After a workout, the muscles are repairing, and it's important to help that process along by supplying the body not only with carbohydrates but also with protein, Girard Eberle says.
"If you can time it so you are eating a well-balanced meal within 30 to 60 minutes after working out, that would be best," she says.
If not, go for a snack that has some carbs and some protein. And rehydrate, particularly in the heat.
For workouts lasting longer than 90 minutes, she recommends using sports drinks or GU, a sports nutrition gel high in carbohydrates that endurance athletes often use during long-distance rides and runs.
So what if your main goal is to lose weight and get stronger? Is all this talk of 3,000-calorie days, snacks, sports drinks and GU going to work against you?

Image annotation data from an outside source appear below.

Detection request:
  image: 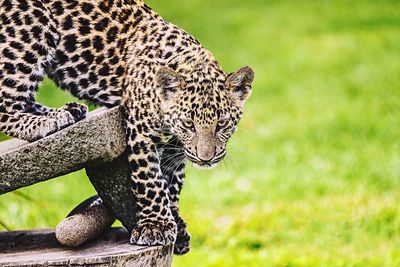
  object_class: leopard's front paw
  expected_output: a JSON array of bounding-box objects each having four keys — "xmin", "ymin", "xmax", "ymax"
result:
[
  {"xmin": 62, "ymin": 103, "xmax": 88, "ymax": 122},
  {"xmin": 130, "ymin": 220, "xmax": 177, "ymax": 246}
]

Not necessarily, says Ciuba. It's important to create a calorie deficit (in other words, consume fewer calories than you expend), but that doesn't have to be done within the same hour or two you are working out.
"Try to spread your calories throughout the day," she says. "Be careful of the total, but don't cut out the snack before or after the workout."
In other words, if your daily intake is 1,500 calories, then you could have 400 calories per meal and two snacks of 100 to 150 each, she says. Most people tend to eat most of their calories at night and few if any in the morning. But if you work out in the morning, fuel then and cut your portion sizes in the evening.
"Your goal is you want to burn more calories by working out as hard as possible," Ciuba says, adding, "To work out as hard as possible, you have to make sure your body is ready."